Paper
Saturday, November 12, 2005
This presentation is part of : Simulation in Education
Old Wine New Bottle: Simulated Clinical Experience
Beverly S. Reigle, PhD, RN, Nancy Henne Batchelor, MSN, RNc, CNS, Eileen Wood Werdman, MSN, RN, CNS, and Jeanine Karle Swails, MSN, CNRN, CNS. USA
Learning Objective #1: Discuss the application of Social Cognitive Theory in a simulated clinical setting
Learning Objective #2: Discuss strategies for facilitating the processes of observational learning

The simulated clinical experience (SCE) is a teaching-learning approach that engages the students' critical reasoning skills, immerses them in the waters of professionalism and creates opportunities for the development of competent therapeutic actions. This approach is based on social cognitive theory as proposed by Bandura (1986). According to the theory, most behavior is learned observationally or through modeling. Modeling is comprised of four processes, attention, retention, motor reproduction, and motivation. The SCE facilitates the student's journey through each of these processes. Faculty serve as engaging models exhibiting professional, competent and caring behaviors to be attended to by the student. Modeled behaviors include, but are not limited to, wearing appropriate attire and identification, communicating in a respectful and knowledgeable manner, performing therapeutic activities with competence, adhering to ethical principles, and promoting the importance of asepsis. Although observational learning may resemble the old wine of apprenticeship, the context in which it occurs is a new bottle. In this case, the new bottle is the laboratory milieu; designed to resemble an eleven-bed unit. Patient-manikins are assigned to a room, have medical records with culturally-diverse demographic data, wear identification bands and are interacted with and cared for as if real. Prior to entering the laboratory setting, students are expected to don a lab coat, dress in professional attire, wear an identification (ID) badge, and wash hands.

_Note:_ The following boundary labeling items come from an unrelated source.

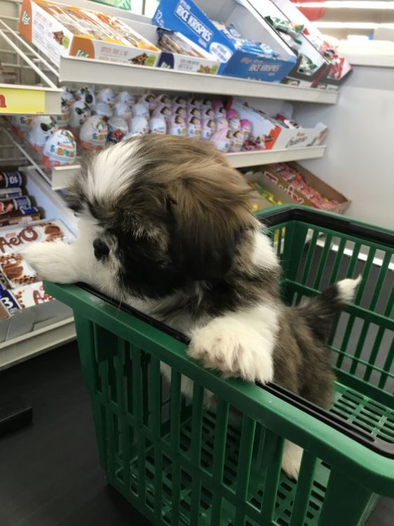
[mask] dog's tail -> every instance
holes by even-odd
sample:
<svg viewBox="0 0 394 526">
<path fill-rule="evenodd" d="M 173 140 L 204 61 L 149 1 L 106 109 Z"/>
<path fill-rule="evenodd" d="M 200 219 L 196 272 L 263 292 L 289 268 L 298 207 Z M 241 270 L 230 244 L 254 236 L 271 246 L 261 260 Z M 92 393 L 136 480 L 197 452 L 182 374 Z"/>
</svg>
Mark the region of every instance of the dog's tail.
<svg viewBox="0 0 394 526">
<path fill-rule="evenodd" d="M 327 342 L 336 315 L 354 299 L 360 281 L 361 276 L 355 279 L 343 279 L 297 307 L 315 338 Z"/>
</svg>

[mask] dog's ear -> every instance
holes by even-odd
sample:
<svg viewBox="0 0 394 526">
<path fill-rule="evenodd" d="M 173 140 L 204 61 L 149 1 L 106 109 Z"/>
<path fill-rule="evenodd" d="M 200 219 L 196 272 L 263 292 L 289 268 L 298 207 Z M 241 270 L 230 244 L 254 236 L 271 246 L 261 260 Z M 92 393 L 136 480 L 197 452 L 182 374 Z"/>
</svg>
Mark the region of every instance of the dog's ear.
<svg viewBox="0 0 394 526">
<path fill-rule="evenodd" d="M 170 255 L 187 278 L 218 279 L 230 270 L 243 231 L 255 222 L 250 189 L 226 165 L 190 166 L 187 173 L 169 188 Z"/>
</svg>

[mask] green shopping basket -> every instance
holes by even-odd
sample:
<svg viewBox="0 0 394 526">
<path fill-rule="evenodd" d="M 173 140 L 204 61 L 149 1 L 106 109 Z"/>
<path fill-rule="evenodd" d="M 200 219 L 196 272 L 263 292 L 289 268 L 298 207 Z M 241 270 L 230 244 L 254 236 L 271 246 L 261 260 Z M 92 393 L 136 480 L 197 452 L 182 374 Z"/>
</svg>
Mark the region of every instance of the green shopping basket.
<svg viewBox="0 0 394 526">
<path fill-rule="evenodd" d="M 275 385 L 221 378 L 187 357 L 182 335 L 84 286 L 45 284 L 74 309 L 107 481 L 155 525 L 352 526 L 379 495 L 394 497 L 394 233 L 302 207 L 259 217 L 287 303 L 363 275 L 329 340 L 329 411 Z M 281 471 L 285 439 L 304 450 L 298 481 Z"/>
</svg>

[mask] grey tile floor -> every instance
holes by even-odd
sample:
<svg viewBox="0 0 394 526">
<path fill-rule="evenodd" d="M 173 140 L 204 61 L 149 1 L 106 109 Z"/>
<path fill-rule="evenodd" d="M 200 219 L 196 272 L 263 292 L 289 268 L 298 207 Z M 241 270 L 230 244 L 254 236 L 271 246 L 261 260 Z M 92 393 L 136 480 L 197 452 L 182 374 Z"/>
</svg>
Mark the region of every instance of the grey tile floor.
<svg viewBox="0 0 394 526">
<path fill-rule="evenodd" d="M 0 440 L 0 526 L 149 525 L 105 482 L 75 344 L 0 373 L 0 397 L 13 393 L 34 423 Z M 394 501 L 367 524 L 393 526 Z"/>
</svg>

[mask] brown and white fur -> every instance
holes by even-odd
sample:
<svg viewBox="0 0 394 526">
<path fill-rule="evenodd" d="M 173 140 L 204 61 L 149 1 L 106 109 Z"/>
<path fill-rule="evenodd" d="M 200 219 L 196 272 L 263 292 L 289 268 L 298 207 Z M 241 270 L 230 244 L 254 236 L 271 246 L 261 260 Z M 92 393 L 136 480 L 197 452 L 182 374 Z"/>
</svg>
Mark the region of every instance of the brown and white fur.
<svg viewBox="0 0 394 526">
<path fill-rule="evenodd" d="M 120 143 L 88 160 L 70 193 L 77 240 L 25 252 L 41 278 L 84 281 L 183 332 L 189 355 L 226 378 L 273 380 L 329 406 L 324 342 L 358 281 L 286 307 L 249 188 L 211 144 L 154 135 Z M 183 378 L 181 387 L 190 396 L 192 383 Z M 291 477 L 301 455 L 286 442 L 282 467 Z"/>
</svg>

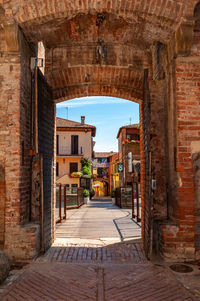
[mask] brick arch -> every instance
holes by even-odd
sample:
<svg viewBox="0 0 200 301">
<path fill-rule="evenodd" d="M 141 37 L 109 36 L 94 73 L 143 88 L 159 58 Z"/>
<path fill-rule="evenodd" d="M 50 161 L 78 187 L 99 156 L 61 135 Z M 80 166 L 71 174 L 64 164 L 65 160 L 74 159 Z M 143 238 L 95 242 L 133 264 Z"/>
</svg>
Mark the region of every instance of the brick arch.
<svg viewBox="0 0 200 301">
<path fill-rule="evenodd" d="M 51 72 L 46 77 L 56 102 L 82 96 L 114 96 L 140 102 L 143 98 L 143 74 L 119 66 L 74 66 Z"/>
<path fill-rule="evenodd" d="M 108 96 L 108 97 L 116 97 L 116 98 L 123 98 L 127 99 L 136 103 L 141 103 L 141 98 L 138 96 L 140 94 L 134 93 L 132 89 L 122 88 L 117 86 L 109 86 L 109 85 L 79 85 L 75 87 L 68 87 L 67 93 L 64 93 L 64 96 L 61 96 L 62 91 L 60 94 L 54 95 L 54 100 L 56 102 L 61 102 L 73 98 L 85 97 L 85 96 Z M 59 97 L 59 98 L 57 98 Z"/>
<path fill-rule="evenodd" d="M 72 17 L 78 12 L 86 13 L 90 11 L 114 12 L 118 15 L 132 16 L 133 12 L 137 15 L 155 15 L 171 20 L 180 20 L 186 1 L 161 0 L 158 3 L 151 3 L 149 0 L 137 1 L 55 1 L 55 0 L 22 0 L 7 1 L 2 6 L 6 15 L 12 17 L 19 24 L 25 22 L 47 21 L 59 17 Z M 192 2 L 192 1 L 190 1 Z"/>
</svg>

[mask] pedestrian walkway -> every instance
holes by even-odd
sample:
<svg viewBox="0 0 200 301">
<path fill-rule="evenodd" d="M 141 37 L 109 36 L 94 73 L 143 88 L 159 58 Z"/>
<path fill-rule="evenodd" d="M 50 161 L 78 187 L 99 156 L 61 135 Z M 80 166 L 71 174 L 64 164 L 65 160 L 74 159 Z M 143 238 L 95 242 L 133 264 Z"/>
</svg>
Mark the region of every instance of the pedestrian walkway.
<svg viewBox="0 0 200 301">
<path fill-rule="evenodd" d="M 11 272 L 0 287 L 0 300 L 198 300 L 170 269 L 147 261 L 138 239 L 140 226 L 129 213 L 108 200 L 68 212 L 53 246 Z"/>
<path fill-rule="evenodd" d="M 141 237 L 141 227 L 131 218 L 130 209 L 113 206 L 111 199 L 94 199 L 79 209 L 68 210 L 67 220 L 57 224 L 59 239 L 86 239 L 120 242 Z"/>
</svg>

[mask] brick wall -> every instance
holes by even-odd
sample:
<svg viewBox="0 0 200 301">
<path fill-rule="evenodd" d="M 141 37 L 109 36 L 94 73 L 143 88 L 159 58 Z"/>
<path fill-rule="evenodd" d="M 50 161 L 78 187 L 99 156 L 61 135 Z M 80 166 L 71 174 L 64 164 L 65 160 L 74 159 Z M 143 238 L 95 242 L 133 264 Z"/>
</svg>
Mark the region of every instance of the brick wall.
<svg viewBox="0 0 200 301">
<path fill-rule="evenodd" d="M 52 91 L 38 70 L 38 144 L 43 157 L 44 247 L 53 240 L 53 165 L 54 165 L 55 104 Z"/>
</svg>

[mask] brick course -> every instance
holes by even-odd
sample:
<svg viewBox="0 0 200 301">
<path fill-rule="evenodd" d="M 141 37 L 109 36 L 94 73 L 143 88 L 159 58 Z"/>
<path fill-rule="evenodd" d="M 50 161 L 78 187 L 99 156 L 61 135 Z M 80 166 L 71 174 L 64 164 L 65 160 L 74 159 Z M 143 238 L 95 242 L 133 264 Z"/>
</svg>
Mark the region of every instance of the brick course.
<svg viewBox="0 0 200 301">
<path fill-rule="evenodd" d="M 153 240 L 158 241 L 157 247 L 163 255 L 175 254 L 182 260 L 199 257 L 200 35 L 197 3 L 196 0 L 0 1 L 0 244 L 12 260 L 21 260 L 20 256 L 30 259 L 40 247 L 39 219 L 37 224 L 29 224 L 33 218 L 29 60 L 36 56 L 38 41 L 43 41 L 45 46 L 47 80 L 39 92 L 45 90 L 45 85 L 51 86 L 56 102 L 90 95 L 126 98 L 140 104 L 140 120 L 144 121 L 143 70 L 149 69 L 148 139 L 152 177 L 157 186 L 146 219 L 155 223 L 157 230 L 153 231 Z M 102 22 L 99 13 L 103 13 Z M 11 25 L 13 23 L 20 25 L 22 31 L 17 25 Z M 97 62 L 95 53 L 101 39 L 106 46 L 107 59 L 103 57 Z M 51 157 L 47 164 L 50 170 L 55 108 L 46 92 L 47 89 L 42 94 L 45 104 L 41 105 L 39 133 L 40 142 L 47 135 L 51 137 L 49 141 L 44 140 L 48 149 L 40 149 Z M 142 126 L 144 234 L 144 212 L 148 202 L 145 187 L 151 183 L 145 179 L 147 158 L 143 130 Z M 51 175 L 53 172 L 48 173 L 49 178 Z M 51 198 L 50 187 L 47 190 Z M 54 234 L 50 226 L 52 219 L 54 225 L 54 217 L 50 202 L 47 203 L 49 215 L 45 229 L 49 233 L 46 239 L 49 246 Z"/>
</svg>

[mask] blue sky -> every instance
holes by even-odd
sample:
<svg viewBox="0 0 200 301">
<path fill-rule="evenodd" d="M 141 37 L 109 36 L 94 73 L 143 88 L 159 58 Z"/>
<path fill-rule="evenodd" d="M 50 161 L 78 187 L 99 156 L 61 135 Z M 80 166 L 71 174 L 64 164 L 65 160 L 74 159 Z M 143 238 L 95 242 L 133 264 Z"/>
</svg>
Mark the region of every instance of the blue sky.
<svg viewBox="0 0 200 301">
<path fill-rule="evenodd" d="M 139 122 L 139 105 L 115 97 L 82 97 L 57 104 L 57 117 L 96 126 L 95 151 L 118 151 L 117 132 L 123 125 Z"/>
</svg>

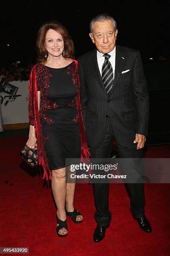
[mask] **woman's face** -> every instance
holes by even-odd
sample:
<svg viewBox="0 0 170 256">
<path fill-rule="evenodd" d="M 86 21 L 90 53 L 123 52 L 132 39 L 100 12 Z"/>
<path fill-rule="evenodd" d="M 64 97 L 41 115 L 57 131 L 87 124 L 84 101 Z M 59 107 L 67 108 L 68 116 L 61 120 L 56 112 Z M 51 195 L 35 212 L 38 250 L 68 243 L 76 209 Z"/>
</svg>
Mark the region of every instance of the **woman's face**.
<svg viewBox="0 0 170 256">
<path fill-rule="evenodd" d="M 64 50 L 64 40 L 60 34 L 55 30 L 49 29 L 45 36 L 45 46 L 49 54 L 57 57 Z"/>
</svg>

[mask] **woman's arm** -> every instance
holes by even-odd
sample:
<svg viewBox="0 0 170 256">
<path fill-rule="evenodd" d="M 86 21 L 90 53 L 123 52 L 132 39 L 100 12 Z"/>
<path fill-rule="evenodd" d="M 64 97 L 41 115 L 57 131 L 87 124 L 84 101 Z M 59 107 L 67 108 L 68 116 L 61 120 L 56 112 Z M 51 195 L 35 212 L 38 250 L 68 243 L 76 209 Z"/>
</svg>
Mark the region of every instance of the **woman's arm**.
<svg viewBox="0 0 170 256">
<path fill-rule="evenodd" d="M 38 92 L 38 111 L 40 110 L 40 91 Z M 26 145 L 32 149 L 35 149 L 35 146 L 37 146 L 37 138 L 35 136 L 35 128 L 33 125 L 30 125 L 30 132 L 29 133 L 29 138 Z"/>
</svg>

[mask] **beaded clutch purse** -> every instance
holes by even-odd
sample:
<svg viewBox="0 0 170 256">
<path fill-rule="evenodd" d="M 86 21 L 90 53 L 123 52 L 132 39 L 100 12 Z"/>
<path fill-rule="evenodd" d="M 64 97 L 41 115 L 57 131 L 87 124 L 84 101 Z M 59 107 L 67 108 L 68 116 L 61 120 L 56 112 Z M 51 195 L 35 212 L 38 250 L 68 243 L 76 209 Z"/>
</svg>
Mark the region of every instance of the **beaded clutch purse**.
<svg viewBox="0 0 170 256">
<path fill-rule="evenodd" d="M 32 167 L 34 167 L 38 164 L 37 154 L 37 148 L 33 150 L 25 145 L 20 152 L 21 156 Z"/>
</svg>

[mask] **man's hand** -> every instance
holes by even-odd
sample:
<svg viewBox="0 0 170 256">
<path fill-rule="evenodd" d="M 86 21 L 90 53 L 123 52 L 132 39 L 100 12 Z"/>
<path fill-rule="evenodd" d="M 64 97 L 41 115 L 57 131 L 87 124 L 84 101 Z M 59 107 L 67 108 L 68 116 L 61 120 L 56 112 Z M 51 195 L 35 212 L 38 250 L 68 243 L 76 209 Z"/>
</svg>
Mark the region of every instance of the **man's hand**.
<svg viewBox="0 0 170 256">
<path fill-rule="evenodd" d="M 137 143 L 138 142 L 137 149 L 140 149 L 143 148 L 145 141 L 146 137 L 145 135 L 136 133 L 136 138 L 133 141 L 133 143 Z"/>
</svg>

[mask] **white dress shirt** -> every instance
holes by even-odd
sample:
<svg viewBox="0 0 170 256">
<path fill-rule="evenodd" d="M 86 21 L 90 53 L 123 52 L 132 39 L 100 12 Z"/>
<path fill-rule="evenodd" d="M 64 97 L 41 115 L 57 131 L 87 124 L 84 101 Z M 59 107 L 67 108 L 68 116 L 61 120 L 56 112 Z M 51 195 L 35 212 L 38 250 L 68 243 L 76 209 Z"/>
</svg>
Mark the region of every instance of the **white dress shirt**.
<svg viewBox="0 0 170 256">
<path fill-rule="evenodd" d="M 113 69 L 113 78 L 115 78 L 115 61 L 116 59 L 116 46 L 115 46 L 114 49 L 110 52 L 108 53 L 110 55 L 109 58 L 109 61 Z M 102 76 L 102 66 L 105 62 L 105 57 L 103 57 L 103 54 L 100 52 L 98 50 L 97 50 L 97 58 L 98 59 L 98 66 L 99 67 L 100 72 L 101 76 Z"/>
</svg>

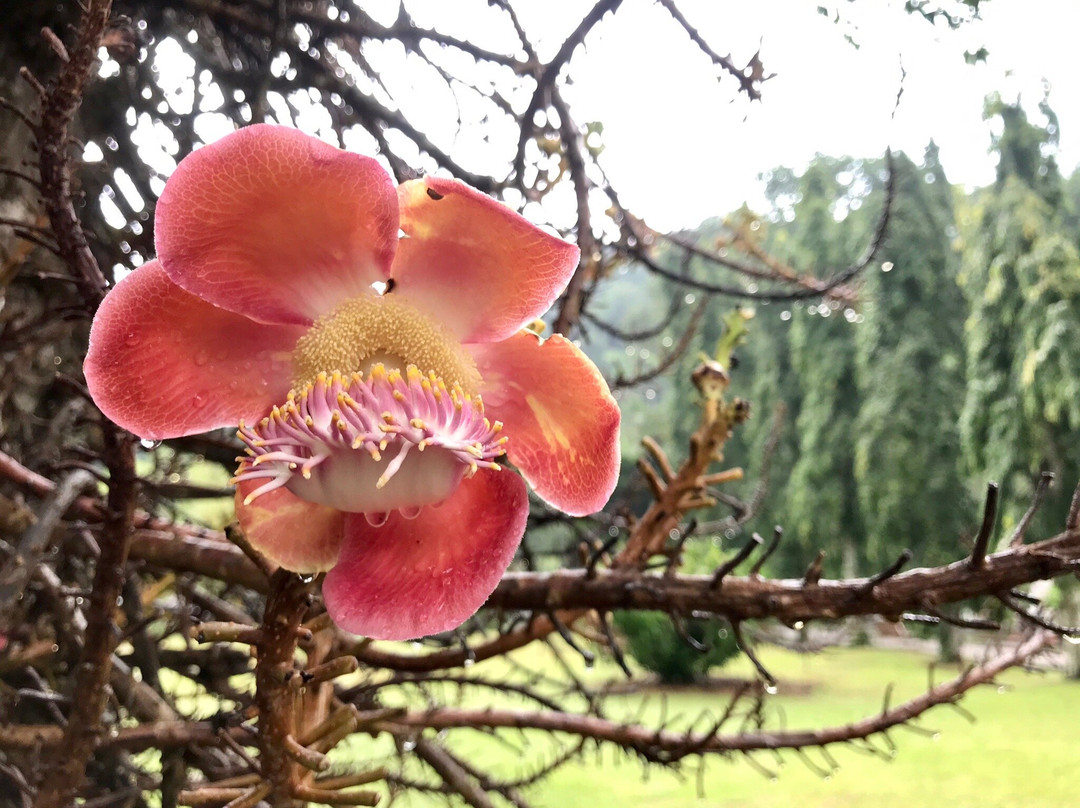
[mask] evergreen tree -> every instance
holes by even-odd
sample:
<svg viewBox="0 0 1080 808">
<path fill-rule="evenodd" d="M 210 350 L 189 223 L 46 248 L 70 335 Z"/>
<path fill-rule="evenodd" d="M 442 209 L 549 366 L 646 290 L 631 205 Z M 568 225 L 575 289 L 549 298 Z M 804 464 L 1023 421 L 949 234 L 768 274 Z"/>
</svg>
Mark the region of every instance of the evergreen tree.
<svg viewBox="0 0 1080 808">
<path fill-rule="evenodd" d="M 894 170 L 881 269 L 866 275 L 856 329 L 855 480 L 875 563 L 903 547 L 939 563 L 956 556 L 956 537 L 976 519 L 959 474 L 966 304 L 937 147 L 921 169 L 900 154 Z"/>
<path fill-rule="evenodd" d="M 1062 224 L 1056 130 L 997 98 L 987 109 L 1003 127 L 997 181 L 964 228 L 971 315 L 961 434 L 972 474 L 1002 484 L 1008 527 L 1040 470 L 1064 481 L 1043 509 L 1053 520 L 1080 476 L 1080 255 Z"/>
<path fill-rule="evenodd" d="M 799 178 L 786 233 L 794 265 L 822 274 L 853 260 L 864 217 L 842 214 L 861 201 L 852 190 L 859 176 L 853 161 L 819 157 Z M 838 215 L 837 205 L 847 211 Z M 796 458 L 781 515 L 793 568 L 805 567 L 819 549 L 843 560 L 849 570 L 859 562 L 855 539 L 862 529 L 853 473 L 858 390 L 854 329 L 846 313 L 835 301 L 792 309 L 787 363 L 789 382 L 797 385 L 797 392 L 789 393 L 798 407 L 792 420 Z"/>
</svg>

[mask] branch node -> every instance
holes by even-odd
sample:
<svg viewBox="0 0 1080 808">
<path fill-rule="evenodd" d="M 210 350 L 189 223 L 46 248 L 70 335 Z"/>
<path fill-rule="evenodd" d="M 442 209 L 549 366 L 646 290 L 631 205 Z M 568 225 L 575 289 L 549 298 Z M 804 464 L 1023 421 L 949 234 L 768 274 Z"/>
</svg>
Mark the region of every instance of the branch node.
<svg viewBox="0 0 1080 808">
<path fill-rule="evenodd" d="M 1080 490 L 1080 489 L 1078 489 Z M 975 546 L 971 550 L 971 568 L 981 569 L 986 563 L 986 549 L 990 543 L 990 536 L 994 533 L 994 522 L 998 515 L 997 483 L 986 484 L 986 504 L 983 507 L 983 524 L 975 536 Z"/>
</svg>

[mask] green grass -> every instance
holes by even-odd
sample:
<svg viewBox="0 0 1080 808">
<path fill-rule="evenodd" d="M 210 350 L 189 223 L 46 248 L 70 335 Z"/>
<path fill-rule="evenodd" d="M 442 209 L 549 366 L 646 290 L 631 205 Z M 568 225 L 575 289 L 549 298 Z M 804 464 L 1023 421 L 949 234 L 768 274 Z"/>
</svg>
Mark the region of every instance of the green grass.
<svg viewBox="0 0 1080 808">
<path fill-rule="evenodd" d="M 518 659 L 523 664 L 543 665 L 539 650 L 527 649 Z M 809 728 L 843 724 L 869 715 L 881 706 L 886 686 L 895 686 L 892 703 L 918 695 L 927 684 L 928 660 L 915 654 L 874 649 L 838 649 L 819 656 L 797 656 L 766 649 L 766 664 L 780 677 L 781 691 L 769 701 L 767 726 Z M 494 662 L 477 665 L 478 674 L 497 675 Z M 602 665 L 603 673 L 611 672 Z M 745 660 L 728 671 L 748 675 Z M 936 681 L 955 675 L 955 670 L 940 669 Z M 590 677 L 598 677 L 591 672 Z M 812 685 L 809 695 L 792 696 L 783 691 L 783 682 Z M 681 777 L 652 767 L 648 770 L 632 758 L 615 755 L 611 750 L 590 750 L 581 762 L 556 771 L 541 783 L 526 790 L 537 808 L 604 808 L 649 806 L 676 808 L 687 805 L 725 808 L 1057 808 L 1078 802 L 1072 779 L 1080 763 L 1080 685 L 1066 682 L 1061 674 L 1010 672 L 1001 677 L 1002 687 L 983 687 L 963 700 L 963 706 L 977 716 L 975 724 L 948 706 L 937 708 L 920 722 L 934 731 L 927 737 L 897 728 L 891 732 L 896 744 L 892 760 L 882 760 L 847 748 L 832 748 L 840 768 L 824 778 L 804 765 L 798 755 L 785 754 L 778 766 L 768 753 L 755 756 L 775 777 L 756 771 L 745 759 L 710 758 L 701 778 L 704 798 L 699 798 L 697 765 L 685 767 Z M 453 700 L 453 691 L 445 696 Z M 611 702 L 612 717 L 632 716 L 640 708 L 642 696 L 620 697 Z M 666 704 L 662 705 L 661 702 Z M 473 692 L 465 698 L 471 705 L 513 704 L 504 699 L 488 699 Z M 661 698 L 648 697 L 644 719 L 657 721 L 665 711 L 672 727 L 686 726 L 703 711 L 724 709 L 724 693 L 673 692 Z M 517 706 L 526 706 L 518 702 Z M 681 714 L 681 718 L 676 718 Z M 458 730 L 447 744 L 474 764 L 501 777 L 536 768 L 550 759 L 554 746 L 543 736 L 503 733 L 492 740 L 471 730 Z M 883 749 L 880 741 L 878 745 Z M 353 745 L 351 752 L 368 760 L 386 746 Z M 809 756 L 824 765 L 815 751 Z M 355 758 L 354 758 L 355 759 Z M 413 805 L 428 805 L 423 796 L 413 795 Z M 434 804 L 431 802 L 430 804 Z"/>
</svg>

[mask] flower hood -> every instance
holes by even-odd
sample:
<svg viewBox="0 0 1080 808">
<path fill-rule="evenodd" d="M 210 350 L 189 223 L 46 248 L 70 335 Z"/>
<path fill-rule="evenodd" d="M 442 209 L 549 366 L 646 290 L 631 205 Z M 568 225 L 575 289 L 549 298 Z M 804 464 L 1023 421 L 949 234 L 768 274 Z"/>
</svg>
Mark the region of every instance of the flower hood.
<svg viewBox="0 0 1080 808">
<path fill-rule="evenodd" d="M 409 638 L 490 594 L 528 497 L 598 510 L 619 410 L 570 341 L 524 326 L 577 247 L 468 186 L 255 125 L 186 158 L 158 258 L 106 296 L 94 401 L 161 440 L 241 425 L 237 514 L 342 628 Z M 503 458 L 503 453 L 505 457 Z"/>
</svg>

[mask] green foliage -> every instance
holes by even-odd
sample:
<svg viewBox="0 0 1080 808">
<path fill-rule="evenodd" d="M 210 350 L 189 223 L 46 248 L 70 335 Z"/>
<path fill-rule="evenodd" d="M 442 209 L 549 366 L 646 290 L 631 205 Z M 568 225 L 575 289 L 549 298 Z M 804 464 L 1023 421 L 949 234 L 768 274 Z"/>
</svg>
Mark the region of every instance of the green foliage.
<svg viewBox="0 0 1080 808">
<path fill-rule="evenodd" d="M 661 611 L 619 611 L 615 624 L 626 641 L 630 655 L 669 685 L 700 682 L 710 668 L 739 654 L 733 633 L 723 620 L 684 621 L 687 635 L 704 646 L 694 648 Z"/>
<path fill-rule="evenodd" d="M 855 297 L 761 302 L 745 323 L 731 393 L 751 402 L 753 418 L 725 446 L 724 462 L 743 467 L 746 482 L 725 490 L 748 498 L 782 405 L 768 495 L 747 526 L 765 535 L 785 528 L 772 574 L 801 575 L 822 549 L 827 575 L 872 571 L 904 548 L 919 564 L 955 558 L 977 527 L 986 483 L 1001 485 L 1000 535 L 1008 535 L 1041 470 L 1062 484 L 1032 531 L 1061 524 L 1080 479 L 1080 173 L 1062 179 L 1057 122 L 1045 104 L 1041 125 L 999 98 L 987 109 L 998 119 L 1000 156 L 991 187 L 971 194 L 953 188 L 933 143 L 921 164 L 896 156 L 889 237 Z M 765 216 L 739 211 L 679 238 L 713 250 L 738 230 L 781 262 L 827 278 L 869 242 L 883 167 L 819 156 L 801 173 L 777 169 L 766 177 Z M 686 262 L 678 250 L 660 248 L 657 257 L 721 280 L 715 266 Z M 648 331 L 661 320 L 669 287 L 639 270 L 625 278 L 606 311 L 623 328 Z M 676 295 L 678 315 L 651 341 L 632 344 L 631 353 L 625 340 L 611 340 L 616 365 L 632 374 L 678 340 L 692 293 Z M 627 459 L 638 455 L 643 434 L 656 436 L 673 462 L 681 459 L 699 417 L 689 372 L 718 344 L 730 311 L 714 302 L 693 348 L 669 373 L 622 393 Z M 635 507 L 649 501 L 632 471 L 622 490 Z M 707 522 L 727 514 L 696 515 Z"/>
<path fill-rule="evenodd" d="M 889 272 L 869 271 L 855 337 L 854 472 L 866 554 L 882 564 L 906 546 L 936 564 L 956 557 L 975 512 L 959 473 L 966 304 L 936 147 L 921 167 L 899 156 L 895 172 Z"/>
<path fill-rule="evenodd" d="M 961 228 L 971 382 L 960 427 L 969 473 L 1002 484 L 1009 527 L 1040 471 L 1065 481 L 1043 509 L 1054 516 L 1080 475 L 1080 254 L 1047 151 L 1053 116 L 1040 130 L 1017 107 L 995 109 L 998 181 L 971 201 Z"/>
</svg>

Upon entering a patient-manikin's room, the student consistently introduces him/herself, addresses the patient by name, and checks the patient's ID band. To prepare for a SCE, relevant didactic content is presented, readings are assigned and students view a CD of the nursing activities modeled by a faculty. The modeled activities are accessible on computers located in each patient-manikin's room. This allows the student to observe the modeled behavior, reproduce it, and receive corrective feedback until mastery is achieved.